Inspired by his ultrarunner dad, Keith, Lota started hitting the trails behind his family home in Layton, Utah, last year. He ran three half-marathons, including the 2014 XTERRA Trail Run National Championship 21K in September, where he raised about $1,700 for two of his friends who suffer from spinal muscular atrophy.
"As his mom, I had a lot of reservations about his running," Rowena Ward said. "I honestly did not want him running the long races. But Lota didn’t take 'no' from me. He brought up the topic every day. Then his dad talked me into letting him try a half-marathon. My hope was that afterward, he would say he would never want to run a race again because it was too hard. But that’s not what he told me at the finish line of his first race.
"At that point, we didn't know he had a brain tumor," she added.
In October, a visit to the optometrist showed the back of Lota’s eyes were swollen. A month later, doctors told the Wards the swelling was due to a benign teratoma brain tumor. Lota underwent two surgeries to remove the tumor.

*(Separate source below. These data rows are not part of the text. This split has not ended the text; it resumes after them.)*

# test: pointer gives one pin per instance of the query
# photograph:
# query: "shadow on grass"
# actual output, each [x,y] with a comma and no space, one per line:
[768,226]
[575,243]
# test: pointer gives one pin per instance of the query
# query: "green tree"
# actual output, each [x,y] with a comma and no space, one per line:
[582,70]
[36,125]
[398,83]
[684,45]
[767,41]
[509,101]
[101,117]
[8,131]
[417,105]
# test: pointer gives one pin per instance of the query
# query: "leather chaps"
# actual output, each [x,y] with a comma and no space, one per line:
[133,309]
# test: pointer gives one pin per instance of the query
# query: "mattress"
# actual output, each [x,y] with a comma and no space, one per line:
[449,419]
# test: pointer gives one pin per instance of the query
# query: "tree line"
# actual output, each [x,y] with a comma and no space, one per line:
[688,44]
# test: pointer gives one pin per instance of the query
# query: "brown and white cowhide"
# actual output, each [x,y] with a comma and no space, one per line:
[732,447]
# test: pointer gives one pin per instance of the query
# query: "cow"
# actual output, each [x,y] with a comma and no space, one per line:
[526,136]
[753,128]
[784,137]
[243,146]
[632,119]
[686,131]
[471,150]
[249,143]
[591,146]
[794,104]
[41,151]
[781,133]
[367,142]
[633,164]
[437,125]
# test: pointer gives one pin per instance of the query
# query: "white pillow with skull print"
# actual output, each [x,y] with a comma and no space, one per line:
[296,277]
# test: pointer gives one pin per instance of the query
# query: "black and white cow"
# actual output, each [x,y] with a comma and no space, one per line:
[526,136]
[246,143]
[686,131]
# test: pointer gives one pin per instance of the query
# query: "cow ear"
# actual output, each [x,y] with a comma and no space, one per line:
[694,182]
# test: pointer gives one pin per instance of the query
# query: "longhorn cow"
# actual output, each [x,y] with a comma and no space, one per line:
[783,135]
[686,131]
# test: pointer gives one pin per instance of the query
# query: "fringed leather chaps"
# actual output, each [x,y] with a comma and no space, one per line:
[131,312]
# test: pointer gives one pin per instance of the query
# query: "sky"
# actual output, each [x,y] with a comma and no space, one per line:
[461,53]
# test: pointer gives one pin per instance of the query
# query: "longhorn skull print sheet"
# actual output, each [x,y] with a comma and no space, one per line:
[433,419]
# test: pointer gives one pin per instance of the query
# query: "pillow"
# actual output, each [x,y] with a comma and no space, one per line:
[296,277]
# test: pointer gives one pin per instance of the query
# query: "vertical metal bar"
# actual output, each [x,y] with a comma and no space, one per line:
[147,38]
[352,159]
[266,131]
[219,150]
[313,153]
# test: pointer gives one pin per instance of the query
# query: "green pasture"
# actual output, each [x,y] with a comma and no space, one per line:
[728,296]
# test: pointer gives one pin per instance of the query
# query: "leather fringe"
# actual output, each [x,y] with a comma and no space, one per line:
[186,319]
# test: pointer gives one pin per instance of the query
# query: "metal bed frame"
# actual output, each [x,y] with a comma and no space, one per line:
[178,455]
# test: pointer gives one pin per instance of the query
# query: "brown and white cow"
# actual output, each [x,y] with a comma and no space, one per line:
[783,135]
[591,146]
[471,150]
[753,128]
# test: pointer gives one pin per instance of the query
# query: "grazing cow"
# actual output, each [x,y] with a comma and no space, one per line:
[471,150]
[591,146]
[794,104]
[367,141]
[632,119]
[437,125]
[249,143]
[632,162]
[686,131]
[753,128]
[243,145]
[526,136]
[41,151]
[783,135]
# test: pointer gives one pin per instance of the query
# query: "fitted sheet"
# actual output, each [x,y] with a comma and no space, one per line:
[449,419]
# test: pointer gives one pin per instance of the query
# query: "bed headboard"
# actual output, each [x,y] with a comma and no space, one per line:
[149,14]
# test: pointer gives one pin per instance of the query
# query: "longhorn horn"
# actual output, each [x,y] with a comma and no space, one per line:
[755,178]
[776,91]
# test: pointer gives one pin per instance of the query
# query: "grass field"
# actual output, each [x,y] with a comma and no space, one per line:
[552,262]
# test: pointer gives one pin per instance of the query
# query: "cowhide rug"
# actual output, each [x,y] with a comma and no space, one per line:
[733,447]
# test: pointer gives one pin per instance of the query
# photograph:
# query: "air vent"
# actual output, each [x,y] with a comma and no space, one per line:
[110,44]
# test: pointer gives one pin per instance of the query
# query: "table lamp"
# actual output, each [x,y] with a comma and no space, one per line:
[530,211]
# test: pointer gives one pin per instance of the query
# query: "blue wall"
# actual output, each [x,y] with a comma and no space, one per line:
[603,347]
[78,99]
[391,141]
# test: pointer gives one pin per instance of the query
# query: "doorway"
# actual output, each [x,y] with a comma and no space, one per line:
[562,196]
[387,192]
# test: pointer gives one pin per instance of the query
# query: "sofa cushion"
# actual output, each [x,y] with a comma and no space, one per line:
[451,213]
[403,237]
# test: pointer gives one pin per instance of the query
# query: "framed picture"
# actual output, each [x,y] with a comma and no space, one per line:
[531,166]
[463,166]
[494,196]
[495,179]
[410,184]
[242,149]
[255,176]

During a routine follow-up in February, an MRI revealed a new tumor that was four times larger than the original one. The golf-ball-sized mass contained early signs of cancer. Lota went in for his third surgery the next day so doctors could collect samples.
"That surgery was on a Wednesday, and he did a 10-mile training run on Sunday," Keith said. "I think running has helped the mental part of his recovery. Every time he has surgery, he is so motivated to get out of bed. He's up and walking within six hours."
Keith said his son's doctors fully support his running. In fact, his neurosurgeon is a trail runner himself.
"We asked [the doctor] if Lota's running would affect the growth of the tumor or cause it to do mutations, and he said it doesn't affect it at all," Keith said. "He said, 'As long as it keeps him happy and healthy, I don't see anything wrong with it.'"
Rowena said Lota will undergo a fourth surgery soon before doctors decide whether chemotherapy is necessary.
"I think running really helps him deal with a lot of what he's going through," Rowena said.